Colters' Woman by
Maya Banks
My rating:
3 of 5 stars
I've been in a huge reading slump, and this book temporarily talked me out of that, for so many wrong reasons, but it felt so right in the moment to be reading again and. . . well, enjoying might be the wrong word for this one.
So let’s talk about this beautiful disaster. It’s a dated (or maybe just reads like it's dated) erotica novel about 3 brothers who decide they’re only going to have one wife to share. It is how they grew up and what they are comfortable with. It’s sort of like a backwards Sister Wives situation, but without the always separate intimate relationships. And hey, they just sort of pick the girl out of the snow, in the middle of the wilderness, and then call dibbs, which pretty much sums up the . . . well, I think meet cute is definitely the wrong definition for whatever that was.

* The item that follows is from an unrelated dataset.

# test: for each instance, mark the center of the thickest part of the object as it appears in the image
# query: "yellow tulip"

Now, I suspect many of you are like—wha-wha? I have so many questions about how this works. Like, how does this work? Do they hide this from people? What does their community think? How do they manage to share without fighting? Are they incapable of getting their own separate women, or do they just prefer it this way? Does it ever get awkward? How did they decide on this path and why? How can I go on with my life without answers to my many questions?
And yes, I did have a whole lot of questions, most of which I can’t post in a book review. The logistics were very unclear, which peaked my curiosity, which is why when Nicole told me she started this novel and quit it, because “I don’t think I can do it,” I knew immediately that my difficult brain was going to insist on picking it up and getting some answers.
Basically, Nicole failed me, and I had to know, which is how I started reading this ridiculous story in the first place. And yes, the whole first part of the book is really a stretch. It’s not well-written, and I had to work hard to suspend disbelief. Almost nothing is logical, and characters don’t act in ways that are true to who they supposedly are. But, I mean, I needed some darned answers, so I kept on, like a good little soldier.
Then something insane happened. The writing evened out. The characters and backstory grew more interesting, and somehow, I was suddenly hooked on this story, which I had intended to DNF as soon as I got enough answers to sate my curiosity.
Then I finished this book, and I found out there were more of them, so darned if I didn’t download them all and continue on with book two.
Here’s the deal: if you can’t handle intimate relationships that are outside of the norm, then you shouldn’t have picked this book up. If you can handle those, you’re still going to struggle with the rocky storytelling, which I suspect many people would say is not the point of the story anyway.
Overall, this had my attention, even if it wasn’t for the usual reasons.